Describe the performance of Kon-Tiki's central character as wooden and you've hit the nail on the head. Kon-Tiki was a balsa-wood raft Norwegian ethnographer and adventurer Thor Heyerdahl built in 1947 to prove ancient South Americans could have floated to Polynesia, thus challenging accepted theory that continental drift was west to east.
The raft was rudderless, had a skeletal crew of inexperienced seamen and a patchy radio. It became waterlogged and began to rot well before the 101-day voyage, covering 6300km of ocean, came to its reef-challenged conclusion. Clearly co-directors Joachim Roenning and Espen Sandberg know a good story when they grow up with one.
The pair have made films together since they were 10, culminating in the huge domestic success of 2008 Norwegian biographical film Max Manus: Man of War and now Oscar- and Golden Globe-nominated Kon-Tiki.
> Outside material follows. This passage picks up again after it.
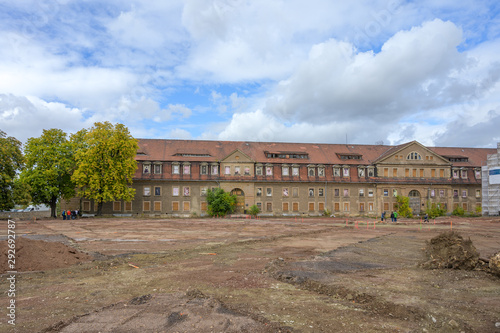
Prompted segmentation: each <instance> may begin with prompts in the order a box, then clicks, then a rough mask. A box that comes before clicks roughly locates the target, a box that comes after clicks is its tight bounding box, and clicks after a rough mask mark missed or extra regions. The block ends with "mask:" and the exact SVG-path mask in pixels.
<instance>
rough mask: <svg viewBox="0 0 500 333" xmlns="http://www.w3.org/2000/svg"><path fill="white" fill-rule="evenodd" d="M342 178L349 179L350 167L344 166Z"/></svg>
mask: <svg viewBox="0 0 500 333" xmlns="http://www.w3.org/2000/svg"><path fill="white" fill-rule="evenodd" d="M342 176H343V177H349V166H348V165H344V166H343V167H342Z"/></svg>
They grew up in a town near Larvik, where Heyerdahl was born.
"He was a great inspiration, not only because of his inspiring expedition, from the fact he went out and did crazy things no matter what people said, but also because he actually made a movie about it," enthuses Sandberg. "The Kon-Tiki documentary was the only Norwegian movie ever to win an Academy Award. To have a guy from the same kind of place as us winning that was a great inspiration."